On January 9, 2015 Santander bank raised $8.88 billion by issuing stock and cut its dividend by 66% to address regulatory capital issues. The bank’s shares have fallen 29%, resulting in a loss of $33 billion in market value. Santander has $1.2 trillion in assets — its long term capital plan is to maintain 11% capital against assets.
Capital is very costly to banks who are struggling to achieve returns on equity that are attractive to investors. Back in the heyday, banks returned 15% to shareholders on capital ratios as low as 4% of total assets. Do the math and add heavy-handed bank regulations and you can see what banks are up against.

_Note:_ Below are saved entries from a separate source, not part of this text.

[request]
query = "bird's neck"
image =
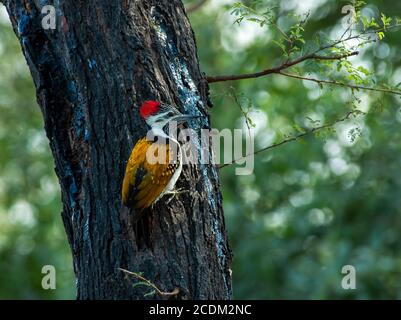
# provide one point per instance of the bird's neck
(159, 132)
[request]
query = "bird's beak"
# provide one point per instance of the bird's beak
(181, 118)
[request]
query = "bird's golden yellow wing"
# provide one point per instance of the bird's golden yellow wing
(145, 181)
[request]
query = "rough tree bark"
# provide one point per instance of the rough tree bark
(91, 74)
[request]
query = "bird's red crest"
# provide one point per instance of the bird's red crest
(149, 108)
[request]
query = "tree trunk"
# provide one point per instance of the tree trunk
(91, 73)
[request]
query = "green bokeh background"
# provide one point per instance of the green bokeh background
(310, 207)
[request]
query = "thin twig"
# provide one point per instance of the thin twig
(150, 284)
(195, 6)
(297, 137)
(278, 69)
(312, 56)
(338, 83)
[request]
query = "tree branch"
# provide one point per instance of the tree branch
(195, 6)
(299, 136)
(150, 284)
(338, 83)
(312, 56)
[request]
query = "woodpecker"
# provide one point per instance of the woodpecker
(146, 182)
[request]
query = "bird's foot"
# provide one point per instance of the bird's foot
(174, 193)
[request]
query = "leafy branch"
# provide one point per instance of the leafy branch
(338, 83)
(353, 113)
(278, 69)
(368, 31)
(148, 283)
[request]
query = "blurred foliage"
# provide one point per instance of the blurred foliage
(311, 206)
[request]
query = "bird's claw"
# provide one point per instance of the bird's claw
(174, 193)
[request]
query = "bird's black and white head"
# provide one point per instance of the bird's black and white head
(157, 115)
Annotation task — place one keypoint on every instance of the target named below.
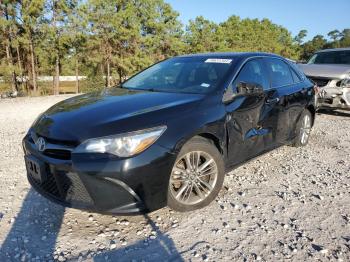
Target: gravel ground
(290, 204)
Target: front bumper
(104, 183)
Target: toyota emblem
(40, 144)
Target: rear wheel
(303, 129)
(197, 176)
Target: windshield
(332, 57)
(181, 74)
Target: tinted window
(184, 75)
(280, 72)
(254, 71)
(296, 77)
(332, 57)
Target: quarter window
(280, 72)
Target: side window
(279, 71)
(254, 71)
(295, 76)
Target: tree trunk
(32, 61)
(57, 77)
(77, 76)
(9, 53)
(19, 61)
(108, 74)
(13, 73)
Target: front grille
(65, 187)
(321, 82)
(58, 153)
(54, 148)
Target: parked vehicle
(330, 70)
(168, 135)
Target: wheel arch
(312, 110)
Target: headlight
(345, 83)
(122, 145)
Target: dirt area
(290, 204)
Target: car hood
(326, 70)
(111, 112)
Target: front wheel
(197, 176)
(303, 129)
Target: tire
(182, 178)
(303, 129)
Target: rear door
(289, 89)
(251, 120)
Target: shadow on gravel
(161, 248)
(34, 231)
(36, 227)
(334, 112)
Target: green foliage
(108, 41)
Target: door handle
(303, 90)
(272, 100)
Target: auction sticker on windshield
(218, 60)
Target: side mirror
(244, 88)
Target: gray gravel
(290, 204)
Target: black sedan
(168, 135)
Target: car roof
(334, 49)
(231, 54)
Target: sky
(316, 16)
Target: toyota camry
(168, 135)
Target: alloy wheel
(193, 177)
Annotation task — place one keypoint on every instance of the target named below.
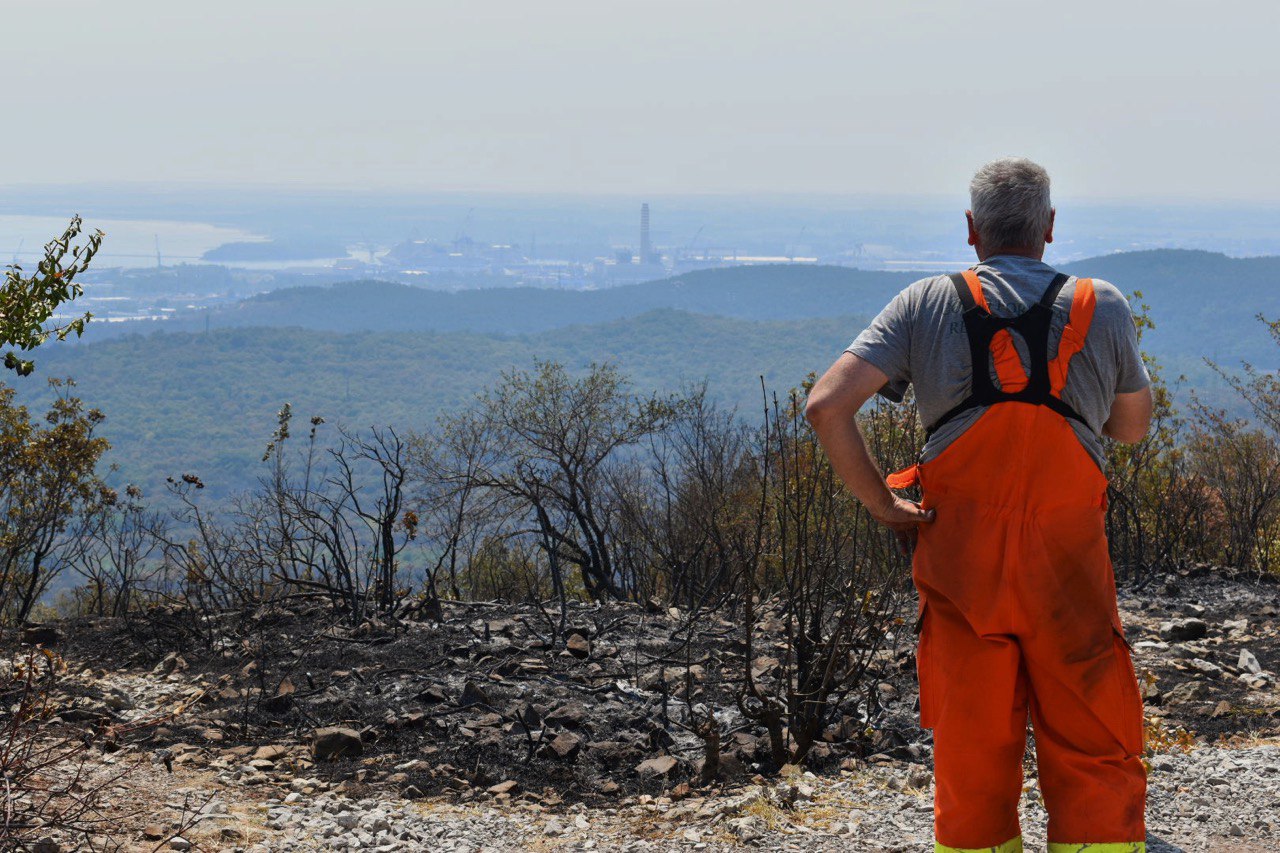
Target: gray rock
(659, 766)
(1179, 630)
(1248, 662)
(579, 646)
(337, 742)
(1185, 693)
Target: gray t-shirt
(919, 340)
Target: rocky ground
(472, 733)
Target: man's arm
(1130, 416)
(832, 410)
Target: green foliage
(196, 402)
(48, 480)
(27, 302)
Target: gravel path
(1205, 801)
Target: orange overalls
(1018, 605)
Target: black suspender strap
(1033, 325)
(1054, 288)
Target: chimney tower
(645, 247)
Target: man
(1018, 370)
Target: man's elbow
(818, 410)
(1127, 433)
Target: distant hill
(374, 352)
(206, 404)
(274, 250)
(1194, 296)
(767, 292)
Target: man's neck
(1034, 254)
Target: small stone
(1248, 662)
(579, 646)
(1183, 629)
(41, 635)
(566, 746)
(337, 742)
(659, 766)
(272, 752)
(1185, 693)
(919, 779)
(474, 694)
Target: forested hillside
(206, 402)
(392, 354)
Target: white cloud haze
(1148, 100)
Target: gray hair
(1010, 204)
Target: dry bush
(828, 579)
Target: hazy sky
(1119, 99)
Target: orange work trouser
(1018, 610)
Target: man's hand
(904, 518)
(832, 410)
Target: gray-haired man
(1019, 370)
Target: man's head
(1010, 211)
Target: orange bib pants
(1018, 614)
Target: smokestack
(645, 249)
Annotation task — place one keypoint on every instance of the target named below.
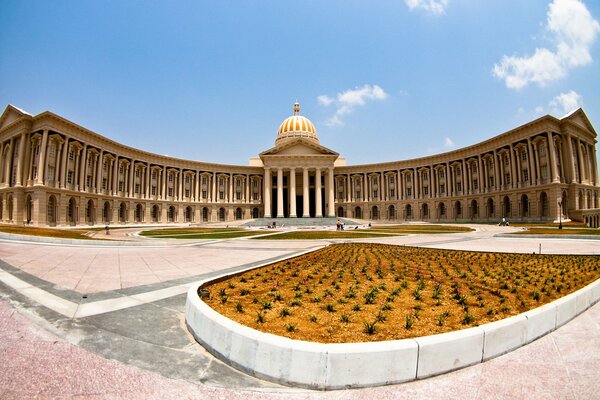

I pity the IFRS-land banks as the IASB lease project is chugging along with a 2018 likely implementation date. The IASB is stuck on the belief that an executory operating lease creates debt and an asset like any other asset. Bank regulators currently don’t count an operating lease as an asset needing capital.
The IASB also imputes interest on the so-called operating lease debt that front ends lease costs eating into reported capital. Add that up and it means that the “paper” assets and accelerated costs create a new capital need where nothing has changed but the opinion of the IASB. That new accounting theory is going to cause IFRS banks to raise capital. Accounting does matter. Fortunately for the U.S. banks, the FASB does treat the capitalized operating leases in the way bank regulators view them.
When implemented, the new lease rules will add an estimated $2.3 billion in operating lease assets to Santander’s balance sheet and will front end an estimated $24 million in lease costs in the year of implementation. That means there will be a new capital need of $275 million. The IASB must think that is not material, but they are not running a bank in these troubled times.
What you think — is it important that lease accounting reflects legal reality?